Ah, I didn't see that comment about the HTC Vive Pro.
6 trackers:
The framerates and accuracy was ubelievable. If you touch the virtual controllers together, the real world ones touch within what seems to be like a millimeter. iKinema's IK is better than Autodesk's HIK.
Now that that option is gone, there is a product called Brekel OpenVR Recorder. It records the data from a VR session. You can use those empties to set up bone constraints in Maya or Motionbuilder to drive a skeleton, and clean up/edit it using layers. It takes a bit of learning, but apparently works reasonably well. The good thing is that the number of trackers you can use is limited only by your USB bandwidth; a guy on the Brekel product forums has gotten it to work with 10, I believe, by adding a dedicated USB port card to his computer.
There is also the Vive Mocap Kit for Unreal.
Yes, available USB ports is one thing my computer lacks. :)
What kind of computer hardware requirements do you need for hooking up 6 to 10 trackers?
I can expand my USB ports by getting an internal USB card, but I'm not sure about other specs.
Not sure what the minimum/recommended specs are. It's worked on every desktop I've tried it on, but with 8 I only tried it on a pretty high-end laptop. The guy I was talking to on the Brekel forums didn't say what he was using, just that he had to purchase another discrete USB card so that not all his trackers were on the same controller. Jasper Brekel can probably guide you at brekel.com with minutiae. I suspect that it really doesn't take much other than lots of USB bandwidth.
But be aware that OpenVR recorder just captures the location/orientation of the empties; it doesn't solve a skeleton for you. You need Maya/Motionbuilder for that.
Is that how most motion capture systems work? You can't apply a skeleton until after the motion is recorded?
Because I think things would be simplified if you could apply a skeleton during the motion capture. The capture application could then just dump it to .bvh format or some streaming pose format.
It's more complicated than that. Whatever motion capture system you use, it is not going to know what a Genesis 8 is, and the bone hierarchy that the capture system generates will not match your Genesis figures so the motion can't be applied directly. The process of making them match is called "retargeting".
The real problem is that the same skeleton that makes your Genesis 8 pose so beautifully is also what makes it incompatible with most retargeting software. I can only think of three that are powerful enough to handle G8s in stride: 3DXChange, Maya, and Motionbuilder. Ones that do this in realtime are high-end ones that come with expensive optical systems like Vicon, Optitrack, and others. Note that Live Action in iClone isn't retargeting, it's applying it to iClone's own skeleton.
It's a hassle, yes, but Genesis 8 characters do look amazing in the end.
This is just a brief note to say thanks for making this sentence. It's something I have long felt sure was true, but never read or heard anyone put it into words. It tells me I have a small chance for a small success.

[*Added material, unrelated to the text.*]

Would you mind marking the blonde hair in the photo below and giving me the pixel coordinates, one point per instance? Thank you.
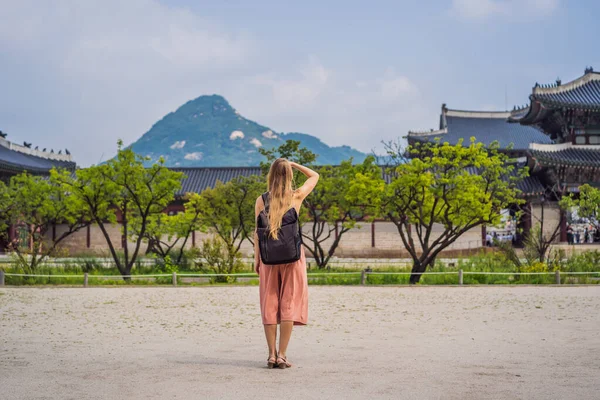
(279, 183)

I think one can obtain competency (at the very least) in anything for which we can make repeatable, so that learning can take place.
Something that I do is to re-watch my favorite films, not to enjoy them, but to analyze the heck out of them. If I see something that I thought was emotional, exciting, simply cool, or anything at all, I pause the video and try to write down, in as much detail as possible, EXACTLY what I thought was so good. After a short while, I had an encyclopedia of coolness in cinema that I kept studying over and over and over until I internalized it and I think about those things automatically now while writing.